Why do some states report negative production volumes?
Negative production volumes are uncommon but are a valid part of public regulatory data in some states. This article explains why negative production values occur and how WellDatabase handles these records.
Common Reasons for Negative Production
Negative production volumes are uncommon but are a valid part of public production data reported by some state regulatory agencies. They almost always represent accounting or inventory corrections, not negative physical production.
- Tank inventory reconciliations – Production may have been stored in tanks during one month and sold in another. If tank measurements reveal an earlier overstatement, a negative adjustment may be reported to correct the balance.
- Amended production reports – Operators may revise previously submitted production after discovering reporting errors or receiving updated measurements.
- Sales vs. production timing – Oil or gas sales do not always occur in the same month as production. Corrections may be necessary when reconciling production, sales, and inventory.
- Operator or ownership changes – Transfers between operators or reporting entities can require adjustments to previously reported volumes.
- Regulatory corrections – A state regulatory agency may accept amended filings that reverse or reallocate production reported in prior months.
- Data entry or measurement corrections – Meter calibration, tank gauge corrections, unit conversion errors, or duplicate reporting may result in negative values when previously reported production is adjusted.
Examples from State Regulatory Agencies
WellDatabase has observed negative production values in production data published by several state regulatory agencies, including Colorado, Michigan, Montana, New Mexico, and West Virginia. The examples below illustrate two common scenarios.
Example: Colorado (ECMC)
The example below shows a Colorado (ECMC) production record where the state reported -18 barrels of oil produced for January 2004. While this may appear unusual, values like this are typically the result of inventory reconciliations, amended reports, or other accounting corrections rather than negative physical production.
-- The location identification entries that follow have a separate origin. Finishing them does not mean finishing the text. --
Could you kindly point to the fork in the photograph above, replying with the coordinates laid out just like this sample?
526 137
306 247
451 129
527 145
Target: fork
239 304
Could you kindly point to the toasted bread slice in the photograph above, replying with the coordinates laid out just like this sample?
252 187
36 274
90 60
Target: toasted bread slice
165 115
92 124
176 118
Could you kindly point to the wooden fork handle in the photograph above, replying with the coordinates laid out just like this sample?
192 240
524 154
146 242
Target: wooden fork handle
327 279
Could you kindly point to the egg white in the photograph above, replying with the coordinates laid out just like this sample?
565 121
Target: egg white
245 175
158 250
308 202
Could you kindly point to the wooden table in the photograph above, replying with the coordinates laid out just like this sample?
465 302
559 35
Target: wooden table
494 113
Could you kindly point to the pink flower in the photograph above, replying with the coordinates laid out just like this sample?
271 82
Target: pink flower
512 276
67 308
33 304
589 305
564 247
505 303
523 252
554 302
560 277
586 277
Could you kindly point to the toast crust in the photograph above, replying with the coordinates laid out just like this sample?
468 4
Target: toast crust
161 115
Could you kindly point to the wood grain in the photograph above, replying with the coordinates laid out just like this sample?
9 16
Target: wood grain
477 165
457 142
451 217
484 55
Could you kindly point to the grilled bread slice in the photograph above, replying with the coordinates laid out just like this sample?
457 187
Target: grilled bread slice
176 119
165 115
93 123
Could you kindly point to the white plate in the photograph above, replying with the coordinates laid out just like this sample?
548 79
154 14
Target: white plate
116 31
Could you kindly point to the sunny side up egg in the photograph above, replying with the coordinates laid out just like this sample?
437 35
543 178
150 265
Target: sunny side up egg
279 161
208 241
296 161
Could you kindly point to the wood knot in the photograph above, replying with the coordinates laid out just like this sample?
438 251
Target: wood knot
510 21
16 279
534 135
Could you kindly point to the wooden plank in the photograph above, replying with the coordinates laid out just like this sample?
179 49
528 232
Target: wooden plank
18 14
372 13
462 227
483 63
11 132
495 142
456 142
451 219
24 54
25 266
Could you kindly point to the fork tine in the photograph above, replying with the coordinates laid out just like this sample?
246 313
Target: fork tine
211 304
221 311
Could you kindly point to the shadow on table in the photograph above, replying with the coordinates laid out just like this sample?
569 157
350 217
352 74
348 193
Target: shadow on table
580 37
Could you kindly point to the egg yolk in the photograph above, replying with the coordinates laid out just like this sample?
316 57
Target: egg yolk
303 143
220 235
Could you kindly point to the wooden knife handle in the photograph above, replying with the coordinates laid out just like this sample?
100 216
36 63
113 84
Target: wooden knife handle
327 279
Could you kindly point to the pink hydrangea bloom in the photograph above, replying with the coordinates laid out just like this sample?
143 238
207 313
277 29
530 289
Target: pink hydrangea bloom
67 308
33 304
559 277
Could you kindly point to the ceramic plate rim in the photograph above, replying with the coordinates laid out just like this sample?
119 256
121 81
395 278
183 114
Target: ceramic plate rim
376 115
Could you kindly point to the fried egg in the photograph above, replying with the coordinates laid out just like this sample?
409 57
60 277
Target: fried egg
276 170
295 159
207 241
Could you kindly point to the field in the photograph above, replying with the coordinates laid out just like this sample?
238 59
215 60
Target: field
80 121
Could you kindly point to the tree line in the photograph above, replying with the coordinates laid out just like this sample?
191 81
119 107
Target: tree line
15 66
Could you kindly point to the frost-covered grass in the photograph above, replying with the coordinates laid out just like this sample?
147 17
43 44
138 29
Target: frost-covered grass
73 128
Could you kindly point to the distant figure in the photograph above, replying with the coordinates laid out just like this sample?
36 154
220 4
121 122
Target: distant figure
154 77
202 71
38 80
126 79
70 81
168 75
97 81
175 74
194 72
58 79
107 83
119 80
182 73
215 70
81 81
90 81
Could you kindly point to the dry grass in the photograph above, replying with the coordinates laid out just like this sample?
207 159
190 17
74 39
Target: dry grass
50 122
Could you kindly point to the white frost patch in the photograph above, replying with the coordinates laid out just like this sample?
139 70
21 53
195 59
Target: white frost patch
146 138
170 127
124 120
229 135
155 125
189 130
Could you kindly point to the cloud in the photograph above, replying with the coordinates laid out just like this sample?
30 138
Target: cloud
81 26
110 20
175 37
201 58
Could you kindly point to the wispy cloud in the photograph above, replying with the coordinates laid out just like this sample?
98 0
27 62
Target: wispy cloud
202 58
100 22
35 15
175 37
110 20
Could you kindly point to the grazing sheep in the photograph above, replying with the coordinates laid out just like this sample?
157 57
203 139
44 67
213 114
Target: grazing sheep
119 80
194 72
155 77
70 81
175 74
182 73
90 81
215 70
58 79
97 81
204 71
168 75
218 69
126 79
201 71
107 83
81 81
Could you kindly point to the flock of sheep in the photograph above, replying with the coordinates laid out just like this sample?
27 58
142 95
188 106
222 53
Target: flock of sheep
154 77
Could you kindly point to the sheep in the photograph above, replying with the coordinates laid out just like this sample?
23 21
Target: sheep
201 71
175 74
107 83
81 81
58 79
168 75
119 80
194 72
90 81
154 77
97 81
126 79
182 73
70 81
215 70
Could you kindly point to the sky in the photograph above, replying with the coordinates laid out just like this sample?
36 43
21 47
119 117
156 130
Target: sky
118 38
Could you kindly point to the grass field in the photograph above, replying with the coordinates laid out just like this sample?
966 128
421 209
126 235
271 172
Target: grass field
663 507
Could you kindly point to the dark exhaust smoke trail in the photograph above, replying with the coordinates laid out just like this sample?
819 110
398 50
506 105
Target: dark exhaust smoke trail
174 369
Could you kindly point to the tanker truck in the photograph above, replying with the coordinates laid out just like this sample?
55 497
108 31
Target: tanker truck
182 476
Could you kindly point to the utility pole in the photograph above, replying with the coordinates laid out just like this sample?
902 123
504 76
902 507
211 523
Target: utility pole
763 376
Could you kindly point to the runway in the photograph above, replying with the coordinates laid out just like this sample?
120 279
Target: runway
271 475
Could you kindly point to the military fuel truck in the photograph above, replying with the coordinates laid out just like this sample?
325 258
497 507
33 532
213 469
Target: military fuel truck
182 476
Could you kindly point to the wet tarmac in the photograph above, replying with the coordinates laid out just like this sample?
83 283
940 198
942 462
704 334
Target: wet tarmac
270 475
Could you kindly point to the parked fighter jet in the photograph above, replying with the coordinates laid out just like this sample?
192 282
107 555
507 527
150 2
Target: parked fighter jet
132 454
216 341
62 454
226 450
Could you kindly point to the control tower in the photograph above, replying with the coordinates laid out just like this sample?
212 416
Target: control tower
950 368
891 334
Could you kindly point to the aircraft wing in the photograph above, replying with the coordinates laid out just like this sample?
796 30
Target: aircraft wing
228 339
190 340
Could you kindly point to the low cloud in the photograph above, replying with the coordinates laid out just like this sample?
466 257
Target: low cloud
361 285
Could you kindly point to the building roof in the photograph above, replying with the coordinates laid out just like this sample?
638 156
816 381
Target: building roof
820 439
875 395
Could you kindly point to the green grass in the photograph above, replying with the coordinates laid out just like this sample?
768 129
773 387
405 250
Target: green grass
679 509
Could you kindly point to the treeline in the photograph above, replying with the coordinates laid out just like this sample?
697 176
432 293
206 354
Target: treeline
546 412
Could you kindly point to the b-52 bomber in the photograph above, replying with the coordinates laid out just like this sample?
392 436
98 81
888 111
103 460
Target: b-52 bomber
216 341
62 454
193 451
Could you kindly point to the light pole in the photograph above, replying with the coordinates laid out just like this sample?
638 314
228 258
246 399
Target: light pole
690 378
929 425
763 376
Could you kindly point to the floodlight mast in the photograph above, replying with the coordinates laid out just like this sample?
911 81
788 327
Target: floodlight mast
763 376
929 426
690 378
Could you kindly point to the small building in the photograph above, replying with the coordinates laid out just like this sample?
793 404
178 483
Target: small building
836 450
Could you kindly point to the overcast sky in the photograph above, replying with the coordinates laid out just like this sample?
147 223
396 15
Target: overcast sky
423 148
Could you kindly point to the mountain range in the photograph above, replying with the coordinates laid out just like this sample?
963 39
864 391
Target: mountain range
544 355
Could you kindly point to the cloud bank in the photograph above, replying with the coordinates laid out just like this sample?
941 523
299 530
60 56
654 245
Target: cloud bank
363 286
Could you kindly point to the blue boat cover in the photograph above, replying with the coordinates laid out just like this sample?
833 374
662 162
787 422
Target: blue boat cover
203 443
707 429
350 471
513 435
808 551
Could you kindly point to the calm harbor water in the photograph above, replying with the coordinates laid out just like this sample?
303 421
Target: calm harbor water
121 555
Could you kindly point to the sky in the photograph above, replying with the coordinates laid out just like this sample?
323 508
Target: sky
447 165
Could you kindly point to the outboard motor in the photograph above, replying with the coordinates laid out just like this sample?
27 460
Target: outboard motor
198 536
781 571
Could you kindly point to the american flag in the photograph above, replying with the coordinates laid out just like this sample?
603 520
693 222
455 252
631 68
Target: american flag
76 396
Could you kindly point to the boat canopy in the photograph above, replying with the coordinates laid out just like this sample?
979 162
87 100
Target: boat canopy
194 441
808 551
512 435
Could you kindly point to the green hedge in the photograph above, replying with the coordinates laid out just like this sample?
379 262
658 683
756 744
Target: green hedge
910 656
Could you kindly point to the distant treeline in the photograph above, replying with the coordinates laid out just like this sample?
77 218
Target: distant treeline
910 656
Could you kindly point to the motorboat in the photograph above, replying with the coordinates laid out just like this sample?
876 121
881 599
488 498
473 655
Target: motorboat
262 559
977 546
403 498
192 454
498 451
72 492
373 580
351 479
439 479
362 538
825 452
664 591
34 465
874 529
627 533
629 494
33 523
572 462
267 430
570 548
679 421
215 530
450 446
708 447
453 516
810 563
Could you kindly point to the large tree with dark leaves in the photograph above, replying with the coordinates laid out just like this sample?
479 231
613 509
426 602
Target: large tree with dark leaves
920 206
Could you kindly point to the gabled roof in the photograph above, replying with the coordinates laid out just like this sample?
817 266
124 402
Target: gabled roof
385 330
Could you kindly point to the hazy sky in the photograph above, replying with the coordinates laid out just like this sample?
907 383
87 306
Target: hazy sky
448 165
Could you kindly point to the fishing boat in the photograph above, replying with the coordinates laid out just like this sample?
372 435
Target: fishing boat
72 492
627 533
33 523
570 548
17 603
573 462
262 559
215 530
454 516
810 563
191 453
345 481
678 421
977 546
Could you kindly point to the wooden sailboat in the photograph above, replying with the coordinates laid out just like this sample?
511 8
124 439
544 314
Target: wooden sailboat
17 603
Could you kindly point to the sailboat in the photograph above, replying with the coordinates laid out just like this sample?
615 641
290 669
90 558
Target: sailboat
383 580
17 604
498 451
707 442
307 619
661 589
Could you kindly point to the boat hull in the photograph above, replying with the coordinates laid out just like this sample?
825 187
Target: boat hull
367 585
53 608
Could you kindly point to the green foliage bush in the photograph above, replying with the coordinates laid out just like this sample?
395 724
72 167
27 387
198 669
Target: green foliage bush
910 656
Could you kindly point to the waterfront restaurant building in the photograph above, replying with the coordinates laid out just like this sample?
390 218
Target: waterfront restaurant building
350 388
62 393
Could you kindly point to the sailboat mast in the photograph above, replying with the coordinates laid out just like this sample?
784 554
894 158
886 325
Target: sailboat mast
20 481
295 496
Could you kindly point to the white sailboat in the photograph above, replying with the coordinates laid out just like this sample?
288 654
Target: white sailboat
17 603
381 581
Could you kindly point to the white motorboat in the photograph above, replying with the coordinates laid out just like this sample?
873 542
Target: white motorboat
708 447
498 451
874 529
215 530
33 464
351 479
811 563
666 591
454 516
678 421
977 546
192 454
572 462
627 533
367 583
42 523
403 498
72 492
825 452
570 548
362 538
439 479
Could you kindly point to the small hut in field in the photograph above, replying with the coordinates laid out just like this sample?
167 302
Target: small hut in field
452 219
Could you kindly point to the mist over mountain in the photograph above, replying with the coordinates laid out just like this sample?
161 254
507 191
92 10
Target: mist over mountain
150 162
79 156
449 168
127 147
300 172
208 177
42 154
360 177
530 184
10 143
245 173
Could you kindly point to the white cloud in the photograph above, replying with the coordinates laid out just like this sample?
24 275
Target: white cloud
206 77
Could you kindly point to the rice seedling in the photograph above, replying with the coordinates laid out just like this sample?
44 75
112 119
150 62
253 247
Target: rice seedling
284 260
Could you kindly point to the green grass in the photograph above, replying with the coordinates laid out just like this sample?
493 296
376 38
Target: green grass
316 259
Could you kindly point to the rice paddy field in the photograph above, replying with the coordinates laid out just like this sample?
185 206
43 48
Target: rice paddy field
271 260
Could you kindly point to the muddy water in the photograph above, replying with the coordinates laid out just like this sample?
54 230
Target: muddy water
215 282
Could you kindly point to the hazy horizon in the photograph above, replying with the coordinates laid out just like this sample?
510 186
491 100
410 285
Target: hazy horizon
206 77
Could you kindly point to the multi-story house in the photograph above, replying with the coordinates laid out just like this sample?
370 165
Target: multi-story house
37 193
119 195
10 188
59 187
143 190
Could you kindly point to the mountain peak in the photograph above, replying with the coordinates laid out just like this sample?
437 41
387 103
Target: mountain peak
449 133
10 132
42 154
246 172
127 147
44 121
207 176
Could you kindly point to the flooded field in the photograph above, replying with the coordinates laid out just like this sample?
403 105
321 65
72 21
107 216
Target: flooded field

Example: West Virginia (WVDEP)
The example below shows a West Virginia (WVDEP) production record where the state reported -4,172 Mcf of natural gas for October 2013. Although much larger, this value represents the same type of accounting correction rather than negative physical gas production.

What Negative Production Does Not Mean
Negative values generally do not indicate that a well physically produced negative oil, gas, or water. Instead, they reflect corrections to historical accounting records intended to ensure cumulative reported production and inventories remain accurate.
How WellDatabase Handles Negative Production
WellDatabase preserves these state-reported records in its raw data and applies standardized quality controls where appropriate for analytical products.
Frequently Asked Questions
Q: Does a negative production value mean the well produced negative oil or gas?
A: No. Negative values almost always represent accounting, reporting, or inventory corrections made by the regulatory agency or operator.
Q: Does WellDatabase create these negative values?
A: No. These values originate from publicly available regulatory data. WellDatabase preserves the reported records and applies standardized quality controls where appropriate for analytical products.
Q: Why doesn't WellDatabase change negative production values to zero?
A: WellDatabase preserves production values as they are reported by the state regulatory agency. Negative production values are part of the official production record and typically represent accounting or reporting corrections. Replacing those values with zero would alter the published state data and could affect cumulative production totals and historical reporting accuracy.
Q: Should negative production values be considered errors?
A: Not necessarily. While they may result from correcting previous reporting errors, the negative values themselves are often valid regulatory adjustments intended to reconcile historical production records.